1957 film by Hugo Haas

Lizzie is a 1957 American film noir drama film directed by Hugo Haas. The film is based on the 1954 novel The Bird's Nest by Shirley Jackson and stars Eleanor Parker, Richard Boone and Joan Blondell. The popular songs "It's Not for Me to Say" and "Warm and Tender" were written for this film, and performed by Johnny Mathis, who played a piano player/singer in the film. The film was produced by MGM Studios.

==Plot==
Elizabeth (Eleanor Parker) has recurring headaches and is plagued with insomnia. She is receiving letters from a woman called Lizzie, but Elizabeth can't remember knowing anyone named Lizzie. When Elizabeth is under hypnosis, her psychiatrist, Dr. Wright (Richard Boone), discovers Elizabeth has three personalities: The shy Elizabeth, the Mr. Hyde-like Lizzie, and the kind, well-adjusted Beth, the woman she always should have been. It is up to Dr. Wright to help Elizabeth to become Beth completely. In the end, the events of young Elizabeth's birthday are revealed: Her mother—an abusive alcoholic—came late to the child's birthday with her drunken boyfriend in tow. Elizabeth lost her temper with her, and she collapsed and died. Elizabeth blames herself for her mother's death. Elizabeth's Aunt Morgan, who has shown little sympathy for her niece's suffering, knew about this. Then Elizabeth retrieves another memory of that day: Her mother's boyfriend raped her. (This is shown through a prolonged sequence in which he slowly pursues her up the stairs and into her bedroom, concluding with a closeup of the girl's face.) She never told anyone. Aunt Morgan is angry, shocked, and genuinely sorry.

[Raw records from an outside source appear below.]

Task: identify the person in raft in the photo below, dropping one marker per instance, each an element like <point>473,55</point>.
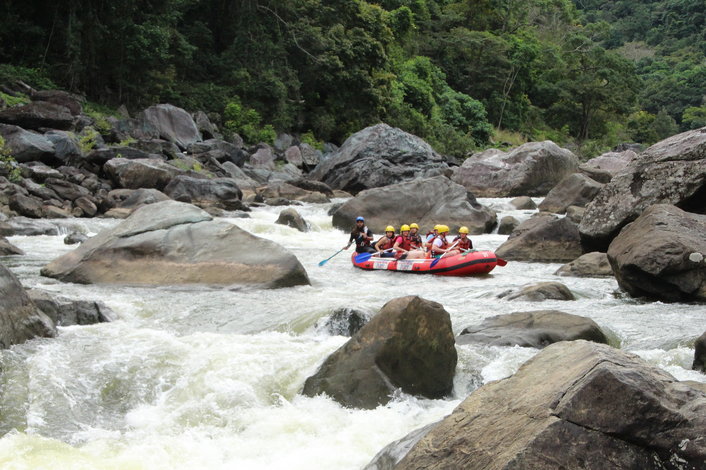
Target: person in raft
<point>385,244</point>
<point>464,243</point>
<point>403,248</point>
<point>414,237</point>
<point>440,245</point>
<point>361,236</point>
<point>430,237</point>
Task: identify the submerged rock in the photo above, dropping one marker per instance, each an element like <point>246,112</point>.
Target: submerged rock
<point>65,312</point>
<point>531,169</point>
<point>669,172</point>
<point>662,255</point>
<point>408,345</point>
<point>700,354</point>
<point>536,329</point>
<point>427,201</point>
<point>171,242</point>
<point>540,291</point>
<point>543,238</point>
<point>345,321</point>
<point>19,318</point>
<point>594,264</point>
<point>574,190</point>
<point>575,404</point>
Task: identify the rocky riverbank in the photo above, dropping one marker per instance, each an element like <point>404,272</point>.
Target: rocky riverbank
<point>168,173</point>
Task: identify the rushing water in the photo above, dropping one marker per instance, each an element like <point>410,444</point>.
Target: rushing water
<point>208,378</point>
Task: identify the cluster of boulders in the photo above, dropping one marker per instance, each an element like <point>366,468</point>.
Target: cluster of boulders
<point>638,216</point>
<point>577,400</point>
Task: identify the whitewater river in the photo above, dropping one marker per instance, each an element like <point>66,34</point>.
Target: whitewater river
<point>189,378</point>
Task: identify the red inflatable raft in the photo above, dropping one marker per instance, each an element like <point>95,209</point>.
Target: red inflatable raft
<point>465,264</point>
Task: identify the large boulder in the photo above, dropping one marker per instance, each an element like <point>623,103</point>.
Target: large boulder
<point>222,192</point>
<point>594,264</point>
<point>141,173</point>
<point>27,146</point>
<point>531,169</point>
<point>173,124</point>
<point>7,248</point>
<point>19,318</point>
<point>345,321</point>
<point>536,329</point>
<point>661,255</point>
<point>543,238</point>
<point>66,312</point>
<point>574,405</point>
<point>700,353</point>
<point>378,156</point>
<point>427,201</point>
<point>604,167</point>
<point>27,227</point>
<point>574,190</point>
<point>669,172</point>
<point>38,115</point>
<point>172,242</point>
<point>539,292</point>
<point>408,345</point>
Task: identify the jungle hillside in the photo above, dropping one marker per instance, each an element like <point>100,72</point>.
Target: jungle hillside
<point>464,75</point>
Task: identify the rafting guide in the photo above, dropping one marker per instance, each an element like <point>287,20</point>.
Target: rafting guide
<point>408,252</point>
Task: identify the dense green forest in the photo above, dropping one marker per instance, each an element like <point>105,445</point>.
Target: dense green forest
<point>461,74</point>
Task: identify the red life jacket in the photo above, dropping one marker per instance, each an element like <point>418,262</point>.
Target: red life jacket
<point>404,242</point>
<point>463,244</point>
<point>387,242</point>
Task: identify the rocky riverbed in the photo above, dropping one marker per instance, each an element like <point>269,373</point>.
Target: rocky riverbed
<point>193,327</point>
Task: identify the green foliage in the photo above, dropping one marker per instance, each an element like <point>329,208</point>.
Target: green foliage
<point>8,164</point>
<point>11,101</point>
<point>247,123</point>
<point>88,140</point>
<point>309,139</point>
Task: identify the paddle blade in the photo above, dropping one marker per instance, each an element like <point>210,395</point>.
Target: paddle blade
<point>363,257</point>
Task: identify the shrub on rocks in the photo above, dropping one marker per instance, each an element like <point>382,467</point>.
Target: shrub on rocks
<point>544,238</point>
<point>536,329</point>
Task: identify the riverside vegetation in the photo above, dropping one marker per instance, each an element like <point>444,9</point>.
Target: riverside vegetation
<point>589,74</point>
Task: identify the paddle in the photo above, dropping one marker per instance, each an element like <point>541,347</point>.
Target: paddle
<point>366,256</point>
<point>434,263</point>
<point>321,263</point>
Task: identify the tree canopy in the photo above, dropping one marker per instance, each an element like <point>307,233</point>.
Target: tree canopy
<point>449,71</point>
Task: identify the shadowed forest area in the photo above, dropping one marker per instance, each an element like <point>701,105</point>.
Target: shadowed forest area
<point>463,75</point>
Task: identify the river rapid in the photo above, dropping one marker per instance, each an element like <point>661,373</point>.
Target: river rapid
<point>189,378</point>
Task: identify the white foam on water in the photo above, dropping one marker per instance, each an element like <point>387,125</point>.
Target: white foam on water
<point>201,377</point>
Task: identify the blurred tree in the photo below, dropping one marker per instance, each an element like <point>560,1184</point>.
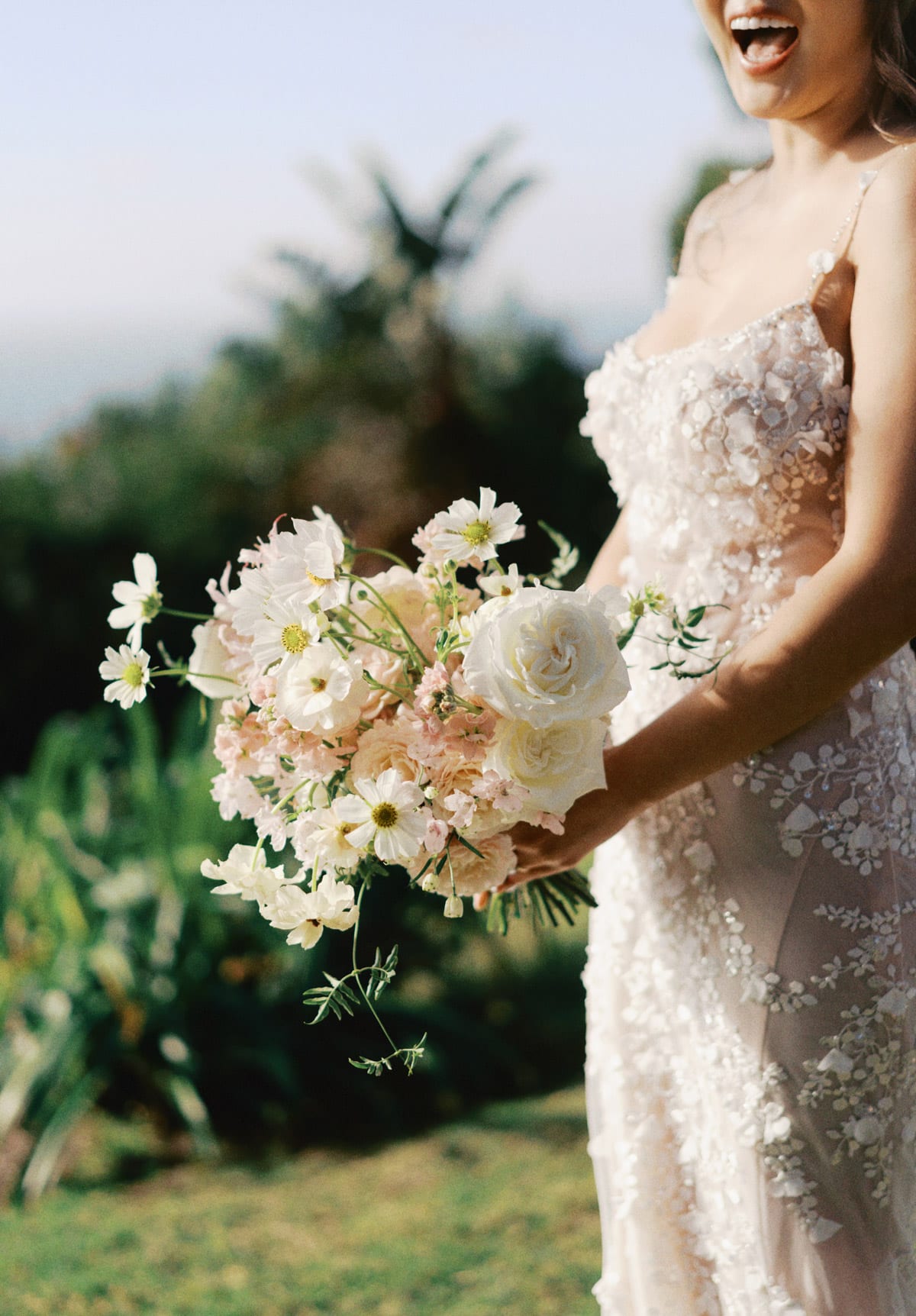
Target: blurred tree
<point>366,398</point>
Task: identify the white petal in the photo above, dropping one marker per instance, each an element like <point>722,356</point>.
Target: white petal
<point>145,572</point>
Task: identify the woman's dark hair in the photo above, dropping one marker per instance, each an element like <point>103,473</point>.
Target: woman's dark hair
<point>894,45</point>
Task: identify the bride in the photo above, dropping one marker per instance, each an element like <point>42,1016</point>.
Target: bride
<point>752,968</point>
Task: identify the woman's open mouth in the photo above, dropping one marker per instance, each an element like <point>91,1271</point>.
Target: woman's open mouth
<point>763,43</point>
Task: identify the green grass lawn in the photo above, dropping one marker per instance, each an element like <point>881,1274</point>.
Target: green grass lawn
<point>495,1215</point>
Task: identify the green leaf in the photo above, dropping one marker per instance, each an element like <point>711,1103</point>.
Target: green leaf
<point>382,974</point>
<point>336,999</point>
<point>565,561</point>
<point>469,847</point>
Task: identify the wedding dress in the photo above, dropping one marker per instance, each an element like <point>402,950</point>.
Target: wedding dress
<point>752,963</point>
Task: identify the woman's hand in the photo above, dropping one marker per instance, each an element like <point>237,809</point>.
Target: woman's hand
<point>592,819</point>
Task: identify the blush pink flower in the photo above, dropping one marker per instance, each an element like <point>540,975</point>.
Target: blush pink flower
<point>472,874</point>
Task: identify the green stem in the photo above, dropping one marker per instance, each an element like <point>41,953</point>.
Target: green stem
<point>411,643</point>
<point>357,972</point>
<point>383,553</point>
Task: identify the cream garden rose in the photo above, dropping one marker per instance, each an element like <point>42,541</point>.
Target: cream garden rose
<point>549,656</point>
<point>556,763</point>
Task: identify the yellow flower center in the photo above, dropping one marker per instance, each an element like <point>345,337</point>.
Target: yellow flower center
<point>294,639</point>
<point>477,532</point>
<point>385,816</point>
<point>134,676</point>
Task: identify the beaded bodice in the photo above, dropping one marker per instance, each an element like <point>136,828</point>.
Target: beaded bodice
<point>730,456</point>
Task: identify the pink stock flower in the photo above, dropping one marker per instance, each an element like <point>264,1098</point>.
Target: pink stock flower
<point>503,792</point>
<point>434,685</point>
<point>463,808</point>
<point>236,796</point>
<point>472,874</point>
<point>437,834</point>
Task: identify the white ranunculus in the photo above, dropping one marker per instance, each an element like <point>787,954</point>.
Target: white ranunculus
<point>208,670</point>
<point>389,814</point>
<point>140,599</point>
<point>548,656</point>
<point>244,872</point>
<point>556,763</point>
<point>320,690</point>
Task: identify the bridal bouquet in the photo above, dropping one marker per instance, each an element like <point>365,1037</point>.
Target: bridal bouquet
<point>405,719</point>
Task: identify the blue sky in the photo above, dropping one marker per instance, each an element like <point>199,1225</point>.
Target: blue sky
<point>154,154</point>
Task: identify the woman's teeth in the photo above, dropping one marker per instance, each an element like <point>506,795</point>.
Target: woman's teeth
<point>756,24</point>
<point>763,40</point>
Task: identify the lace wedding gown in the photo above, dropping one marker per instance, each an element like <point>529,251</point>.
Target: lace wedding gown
<point>752,963</point>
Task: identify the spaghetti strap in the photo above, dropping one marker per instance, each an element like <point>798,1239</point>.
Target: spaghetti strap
<point>824,261</point>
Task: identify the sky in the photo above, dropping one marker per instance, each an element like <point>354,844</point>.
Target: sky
<point>154,156</point>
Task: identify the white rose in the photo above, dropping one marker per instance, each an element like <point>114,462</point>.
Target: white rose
<point>548,656</point>
<point>208,663</point>
<point>556,763</point>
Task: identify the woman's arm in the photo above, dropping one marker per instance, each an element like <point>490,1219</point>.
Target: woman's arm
<point>605,567</point>
<point>854,612</point>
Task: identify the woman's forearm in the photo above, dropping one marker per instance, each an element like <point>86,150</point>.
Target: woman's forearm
<point>821,643</point>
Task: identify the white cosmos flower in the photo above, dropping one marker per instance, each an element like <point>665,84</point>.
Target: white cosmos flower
<point>286,631</point>
<point>308,558</point>
<point>556,763</point>
<point>244,874</point>
<point>208,665</point>
<point>325,845</point>
<point>128,670</point>
<point>305,915</point>
<point>320,690</point>
<point>140,599</point>
<point>473,531</point>
<point>389,815</point>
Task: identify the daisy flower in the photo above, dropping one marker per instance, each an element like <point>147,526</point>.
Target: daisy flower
<point>389,815</point>
<point>286,631</point>
<point>128,672</point>
<point>469,531</point>
<point>244,872</point>
<point>140,599</point>
<point>327,847</point>
<point>307,563</point>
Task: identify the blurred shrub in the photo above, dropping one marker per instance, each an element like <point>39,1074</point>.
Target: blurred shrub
<point>366,399</point>
<point>127,983</point>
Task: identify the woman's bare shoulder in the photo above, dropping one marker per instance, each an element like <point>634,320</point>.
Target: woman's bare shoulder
<point>886,228</point>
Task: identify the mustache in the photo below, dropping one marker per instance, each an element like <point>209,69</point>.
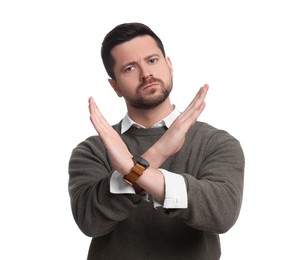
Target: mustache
<point>149,81</point>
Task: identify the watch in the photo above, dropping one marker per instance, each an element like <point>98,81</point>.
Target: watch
<point>137,170</point>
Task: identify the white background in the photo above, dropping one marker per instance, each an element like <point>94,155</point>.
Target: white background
<point>252,55</point>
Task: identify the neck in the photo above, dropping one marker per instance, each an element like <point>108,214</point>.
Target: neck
<point>149,117</point>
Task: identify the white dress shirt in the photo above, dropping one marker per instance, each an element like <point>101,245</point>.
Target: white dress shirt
<point>175,186</point>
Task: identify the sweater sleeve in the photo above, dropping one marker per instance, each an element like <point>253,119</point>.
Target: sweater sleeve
<point>215,187</point>
<point>95,210</point>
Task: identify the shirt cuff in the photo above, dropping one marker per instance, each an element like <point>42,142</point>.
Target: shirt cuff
<point>175,191</point>
<point>118,185</point>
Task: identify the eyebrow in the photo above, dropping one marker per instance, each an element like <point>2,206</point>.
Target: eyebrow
<point>134,62</point>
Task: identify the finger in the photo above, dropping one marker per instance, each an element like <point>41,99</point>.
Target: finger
<point>197,103</point>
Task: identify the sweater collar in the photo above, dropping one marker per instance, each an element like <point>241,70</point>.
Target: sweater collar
<point>127,122</point>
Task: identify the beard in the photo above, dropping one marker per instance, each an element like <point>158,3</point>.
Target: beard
<point>151,98</point>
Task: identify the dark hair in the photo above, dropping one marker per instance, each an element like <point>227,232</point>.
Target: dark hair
<point>120,34</point>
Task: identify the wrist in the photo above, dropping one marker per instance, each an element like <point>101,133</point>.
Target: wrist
<point>136,171</point>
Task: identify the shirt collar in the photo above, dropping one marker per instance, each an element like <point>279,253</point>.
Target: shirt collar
<point>127,122</point>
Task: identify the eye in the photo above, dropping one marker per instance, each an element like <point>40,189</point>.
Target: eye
<point>129,68</point>
<point>152,60</point>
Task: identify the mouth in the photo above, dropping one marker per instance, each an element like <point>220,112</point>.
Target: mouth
<point>149,85</point>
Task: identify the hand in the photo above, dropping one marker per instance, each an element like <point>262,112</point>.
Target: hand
<point>118,153</point>
<point>173,139</point>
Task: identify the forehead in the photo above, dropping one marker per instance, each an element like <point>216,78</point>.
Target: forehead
<point>138,47</point>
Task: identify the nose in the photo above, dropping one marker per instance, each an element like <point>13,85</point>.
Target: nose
<point>145,73</point>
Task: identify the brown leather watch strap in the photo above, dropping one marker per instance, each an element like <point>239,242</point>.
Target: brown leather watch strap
<point>135,173</point>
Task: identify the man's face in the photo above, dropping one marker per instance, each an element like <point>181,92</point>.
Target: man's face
<point>143,76</point>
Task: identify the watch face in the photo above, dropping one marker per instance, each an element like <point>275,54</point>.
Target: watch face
<point>140,160</point>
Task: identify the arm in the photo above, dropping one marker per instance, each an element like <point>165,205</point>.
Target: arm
<point>152,180</point>
<point>95,210</point>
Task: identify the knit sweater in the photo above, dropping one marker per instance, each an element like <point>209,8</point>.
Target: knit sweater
<point>125,226</point>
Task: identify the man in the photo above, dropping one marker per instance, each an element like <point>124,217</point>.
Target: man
<point>159,184</point>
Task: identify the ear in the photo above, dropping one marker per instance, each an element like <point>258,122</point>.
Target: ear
<point>169,63</point>
<point>115,87</point>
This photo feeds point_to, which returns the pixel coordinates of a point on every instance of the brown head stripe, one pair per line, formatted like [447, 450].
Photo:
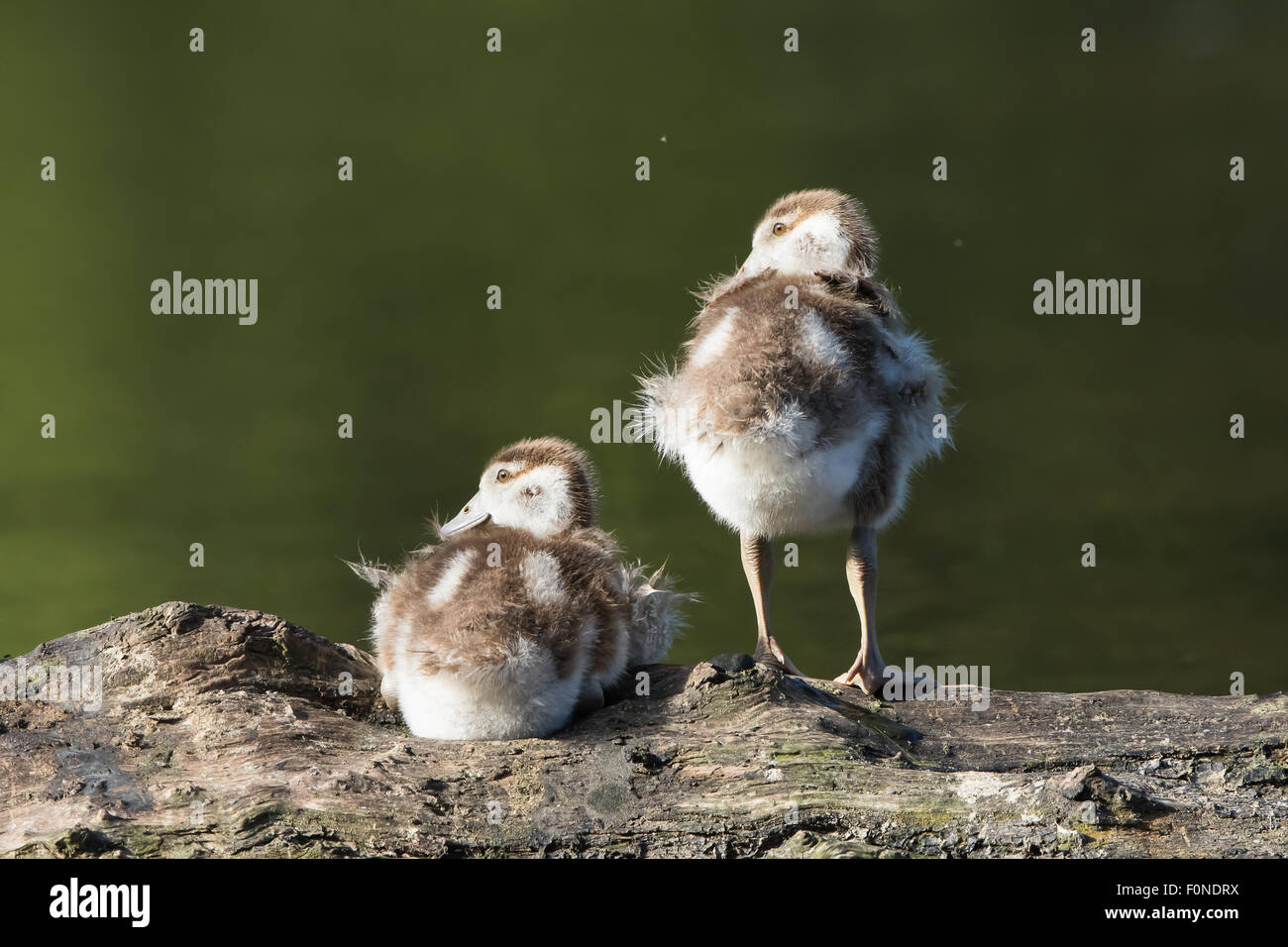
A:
[850, 213]
[553, 451]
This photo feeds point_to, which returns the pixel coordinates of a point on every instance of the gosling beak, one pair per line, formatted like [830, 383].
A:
[472, 514]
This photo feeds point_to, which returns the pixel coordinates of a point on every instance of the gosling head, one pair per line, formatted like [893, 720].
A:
[811, 231]
[545, 486]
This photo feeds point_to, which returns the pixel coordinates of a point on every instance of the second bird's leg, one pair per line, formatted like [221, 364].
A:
[861, 571]
[758, 564]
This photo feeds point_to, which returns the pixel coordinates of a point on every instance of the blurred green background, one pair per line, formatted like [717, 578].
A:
[516, 169]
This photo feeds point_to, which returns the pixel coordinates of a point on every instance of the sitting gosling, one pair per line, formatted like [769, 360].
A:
[523, 615]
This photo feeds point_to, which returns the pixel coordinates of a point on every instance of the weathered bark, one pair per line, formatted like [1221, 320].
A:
[228, 732]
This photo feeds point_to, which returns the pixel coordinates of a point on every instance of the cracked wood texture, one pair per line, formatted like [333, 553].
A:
[232, 732]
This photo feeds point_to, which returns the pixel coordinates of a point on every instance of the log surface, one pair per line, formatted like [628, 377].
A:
[232, 732]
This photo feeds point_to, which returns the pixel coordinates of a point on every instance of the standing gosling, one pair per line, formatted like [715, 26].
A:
[802, 403]
[523, 615]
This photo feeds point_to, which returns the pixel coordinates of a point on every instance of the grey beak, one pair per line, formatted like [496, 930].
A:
[472, 514]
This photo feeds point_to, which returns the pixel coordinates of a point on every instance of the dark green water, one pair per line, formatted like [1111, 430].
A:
[516, 169]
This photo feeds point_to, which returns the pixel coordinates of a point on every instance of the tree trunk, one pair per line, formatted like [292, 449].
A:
[230, 732]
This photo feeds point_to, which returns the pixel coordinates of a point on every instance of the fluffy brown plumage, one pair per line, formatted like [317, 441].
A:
[523, 612]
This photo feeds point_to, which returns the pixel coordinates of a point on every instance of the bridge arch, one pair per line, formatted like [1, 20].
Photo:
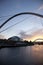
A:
[31, 13]
[38, 39]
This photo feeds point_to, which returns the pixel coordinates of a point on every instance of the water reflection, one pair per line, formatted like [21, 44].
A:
[30, 55]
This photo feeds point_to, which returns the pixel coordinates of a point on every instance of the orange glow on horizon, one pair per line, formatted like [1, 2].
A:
[34, 38]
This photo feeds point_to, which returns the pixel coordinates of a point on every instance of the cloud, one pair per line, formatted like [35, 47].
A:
[34, 35]
[40, 8]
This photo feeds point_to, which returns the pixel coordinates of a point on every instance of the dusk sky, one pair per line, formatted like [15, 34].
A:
[30, 28]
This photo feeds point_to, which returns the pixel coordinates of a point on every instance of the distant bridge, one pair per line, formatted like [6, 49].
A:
[31, 13]
[38, 39]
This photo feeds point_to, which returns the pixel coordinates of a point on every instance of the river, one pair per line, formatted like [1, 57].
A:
[29, 55]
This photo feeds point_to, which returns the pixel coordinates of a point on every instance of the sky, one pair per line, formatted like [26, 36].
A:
[30, 27]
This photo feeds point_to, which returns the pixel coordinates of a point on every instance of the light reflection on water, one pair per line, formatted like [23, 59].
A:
[30, 55]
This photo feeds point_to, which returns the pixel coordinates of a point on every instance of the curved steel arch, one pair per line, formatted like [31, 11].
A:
[39, 15]
[38, 39]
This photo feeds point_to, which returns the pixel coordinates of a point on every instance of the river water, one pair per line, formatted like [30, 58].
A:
[29, 55]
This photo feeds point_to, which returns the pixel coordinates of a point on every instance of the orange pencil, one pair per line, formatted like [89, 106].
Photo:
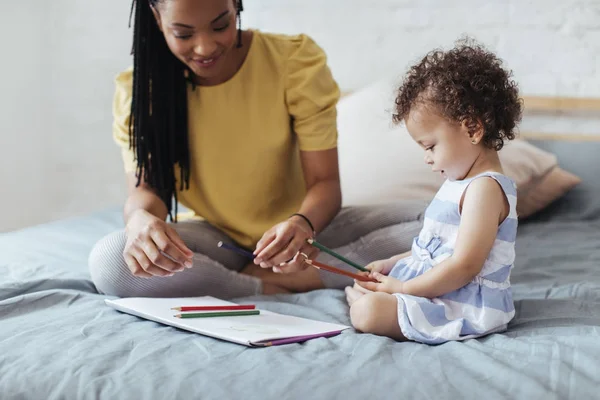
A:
[329, 268]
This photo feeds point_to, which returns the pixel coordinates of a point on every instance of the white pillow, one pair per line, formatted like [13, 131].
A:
[380, 163]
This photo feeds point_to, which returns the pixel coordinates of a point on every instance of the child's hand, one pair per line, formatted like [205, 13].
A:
[382, 266]
[385, 284]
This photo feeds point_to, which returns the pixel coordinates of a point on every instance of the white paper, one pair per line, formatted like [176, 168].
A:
[246, 330]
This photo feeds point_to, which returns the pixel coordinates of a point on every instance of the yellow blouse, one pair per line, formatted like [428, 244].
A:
[245, 134]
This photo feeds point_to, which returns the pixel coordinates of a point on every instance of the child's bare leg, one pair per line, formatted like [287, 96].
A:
[354, 293]
[377, 313]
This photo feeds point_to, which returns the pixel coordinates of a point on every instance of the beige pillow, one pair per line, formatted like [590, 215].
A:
[551, 187]
[379, 162]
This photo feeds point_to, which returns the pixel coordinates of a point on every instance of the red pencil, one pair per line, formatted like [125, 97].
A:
[215, 308]
[329, 268]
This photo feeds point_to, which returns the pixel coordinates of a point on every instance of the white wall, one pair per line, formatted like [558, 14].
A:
[59, 58]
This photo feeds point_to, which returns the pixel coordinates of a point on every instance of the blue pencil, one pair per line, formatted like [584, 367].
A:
[238, 250]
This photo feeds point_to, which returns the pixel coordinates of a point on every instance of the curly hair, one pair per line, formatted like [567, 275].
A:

In the present, alone in her bedroom, a three-way mirror is the stage on which Beth fights and wins the battle for dominance. Dr. Wright promises that he will continue to help her learn to live.

==Cast==
- Eleanor Parker as Elizabeth Richmondt
- Richard Boone as Dr. Neal Wright
- Joan Blondell as Aunt Morgan
- Hugo Haas as Walter Brenner
- Ric Roman as Johnny Valenzo
- Dorothy Arnold as Elizabeth's mother
- Marion Ross as Ruth Seaton
- Johnny Mathis as Piano Singer

==Production==
The film was produced by Bryna Productions, which was Kirk Douglas' company.

Johnny Mathis made his film debut in Lizzie. "It's Not for Me to Say" became one of his big hits during his career. Both this song and "Warm and Tender", which appear in the film, were subsequently included in Mathis' fifth album, Johnny's Greatest Hits.

TCM.com reports that Lizzie's producers sued Fox to postpone the release of the film The Three Faces of Eve, starring Joanne Woodward, because of the similarity of their plots. Fox did delay until early in 1957 after the publication of the biography on which The Three Faces of Eve was based.

==Reception==
According to MGM records, the film earned $280,000 in the U.S. and Canada and $275,000 in other markets, resulting in a loss of $154,000.

Shirley Jackson, the author of the novel on which Lizzie was based, was reportedly unimpressed with the screenplay, writing "I have read the screen play and it sounds a little like Ma and Pa Kettle, or Abbott and Costello meet a multiple personality." but when she saw the movie, she "thought it was extremely good, and enormously improved over the first script I saw."